Stupid Question ™
Oct. 7, 1999
By John Ruch
Q: Back when every government building had one of those “Fallout Shelter” signs, what was the shelter like?
A: President John Kennedy kicked off the public shelter program in 1961.
The idea was for mass shelters to shield people who survived major A-bomb explosions from the fallout (rain of radioactive particles) afterwards.
Nearly any room that could hold 50 or more people—and had walls thick enough to block major radiation—would do. These rooms were mostly found in existing buildings, both public and private. By 1965, there were shelters for more than 77 million people.
Almost all shelters were “dual-use”—meaning the room had a day job. Bathrooms, classrooms, basements, storage rooms, laundries, gyms, even library stacks and shooting ranges were designated fallout shelters. School blueprints of the era often include such cheery labels as “Fallout Shelter & Lunch Room.”
Each was supposed to contain one week’s food and medicine, two weeks of water, and sanitation and radiation-measuring kits.
The food was wheat-based crackers or biscuits, sometimes supplemented with hard candy.
Medical kits contained more than 30 items, from aspirin to penicillin to medical manuals. They were marked, “This Unit Contains No Narcotics”—though they contained phenobarbital, which was removed from shelter stocks in the 1970s when it was made a controlled substance. (Among its purposes within the shelter kits was tranquilizing troublemakers.)
If the shelter didn’t have a well or storage tanks, it got dark-green steel water cans that were filled on-site with tap water. Each was 16 inches in diameter, 21 inches high and held 17.5 gallons. Plastic liners let them double as toilets.
Sanitation kits came in light-tan fiberboard drums the same size as the water cans. They contained a toilet seat to put atop the drum, toilet paper, sanitary napkins and similar sundries.
The radiation kit had three different types of radiation meters (including Geiger counters and penlight-style “dosimeters” to measure personal radioactivity), along with batteries and instructions.
Some kinder, gentler shelters included cots, blankets, generators, radios and decontamination showers. (Hospital shelters were also far fancier; in fact, entire field hospitals were stored at places such as Columbus, Ohio’s Port Columbus airport.)
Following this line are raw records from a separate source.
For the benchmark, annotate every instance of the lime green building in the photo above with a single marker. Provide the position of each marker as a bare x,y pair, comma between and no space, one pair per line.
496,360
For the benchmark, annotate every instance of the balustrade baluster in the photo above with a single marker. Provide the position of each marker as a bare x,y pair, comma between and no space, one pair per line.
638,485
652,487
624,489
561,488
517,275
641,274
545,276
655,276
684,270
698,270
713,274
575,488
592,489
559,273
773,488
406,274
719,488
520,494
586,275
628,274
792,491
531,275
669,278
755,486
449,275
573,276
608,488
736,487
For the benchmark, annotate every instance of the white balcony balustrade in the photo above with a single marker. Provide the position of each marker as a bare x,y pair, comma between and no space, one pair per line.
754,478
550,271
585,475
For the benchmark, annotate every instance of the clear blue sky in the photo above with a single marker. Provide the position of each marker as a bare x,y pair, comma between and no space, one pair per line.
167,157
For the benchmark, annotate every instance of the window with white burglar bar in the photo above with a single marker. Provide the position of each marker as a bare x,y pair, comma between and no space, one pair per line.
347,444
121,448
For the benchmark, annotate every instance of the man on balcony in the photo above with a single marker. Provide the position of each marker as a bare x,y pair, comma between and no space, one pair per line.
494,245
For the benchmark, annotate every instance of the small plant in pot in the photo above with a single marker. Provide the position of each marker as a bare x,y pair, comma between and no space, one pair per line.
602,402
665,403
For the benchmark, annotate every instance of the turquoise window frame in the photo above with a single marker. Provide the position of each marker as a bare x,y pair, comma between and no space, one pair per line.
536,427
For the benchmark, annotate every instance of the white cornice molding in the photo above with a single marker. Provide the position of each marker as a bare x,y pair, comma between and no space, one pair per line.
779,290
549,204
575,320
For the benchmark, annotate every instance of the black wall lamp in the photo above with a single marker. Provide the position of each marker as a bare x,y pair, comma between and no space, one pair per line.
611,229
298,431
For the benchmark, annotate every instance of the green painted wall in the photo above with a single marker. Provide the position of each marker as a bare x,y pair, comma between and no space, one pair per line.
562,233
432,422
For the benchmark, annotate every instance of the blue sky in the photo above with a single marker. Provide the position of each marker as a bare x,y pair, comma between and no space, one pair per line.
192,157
How much of this stuff you would actually find would depend on timing and luck. Some shelters were never stocked; few were replenished when the stock went bad. Some stocks were carelessly thrown out.
By the mid-’60s, the “mutually assured destruction” policy made surviving nuclear war seem ludicrous. Most shelter supplies were spoiled by the early ’70s; shelters were no longer even inspected by 1985; and federal funding for the program ceased in 1988.
Today, all fallout shelters are defunct, their supplies discarded or sold (often to developing countries).